United States District Court, E.D. California

June 21, 2017



         This matter came before the court on June 20, 2017, for hearing of defendant's motion to dismiss pursuant to Federal Civil Procedure Rules 12(b)(1) and 12(b)(5) for lack of subject matter jurisdiction and improper service of process. (Doc. No. 8.) Plaintiff Leticia Contreras, proceeding pro se and in forma pauperis, appeared telephonically on her own behalf. Attorney Gale Hearst appeared on behalf of defendant Fresno County Employees' Retirement Association. After oral argument, the motion was taken under submission. For the reasons stated below, defendant's motion will be granted.

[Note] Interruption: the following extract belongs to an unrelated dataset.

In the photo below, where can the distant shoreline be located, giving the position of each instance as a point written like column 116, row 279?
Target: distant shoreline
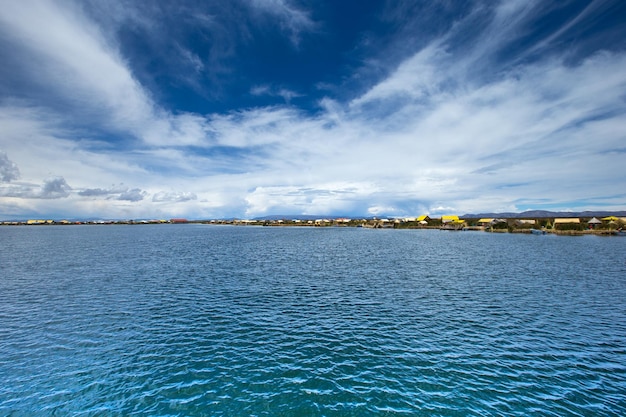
column 574, row 226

         On March 7, 2017, plaintiff Leticia Contreras commenced this action against defendant Fresno County Employees' Retirement Association (“FCERA”). (Doc. No. 1.) The action now proceeds on plaintiffs First Amended Complaint (“FAC”), filed on April 18, 2017. (Doc. No. 5.) In her complaint, plaintiff alleges claims under California Government Code §§ 31534 and 31725. (Doc. No. 1-1 at 1.)

         Plaintiff was an employee of defendant FCERA who worked in the Department of Social Services. (Doc. No. 5 at 1-2.) On October 19, 2009, plaintiff was hit by a county vehicle while walking through a county parking lot. (Id. at 2.) She suffered multiple injuries that were documented by healthcare providers, including providers at Clovis Community Hospital. (Id. at 2.)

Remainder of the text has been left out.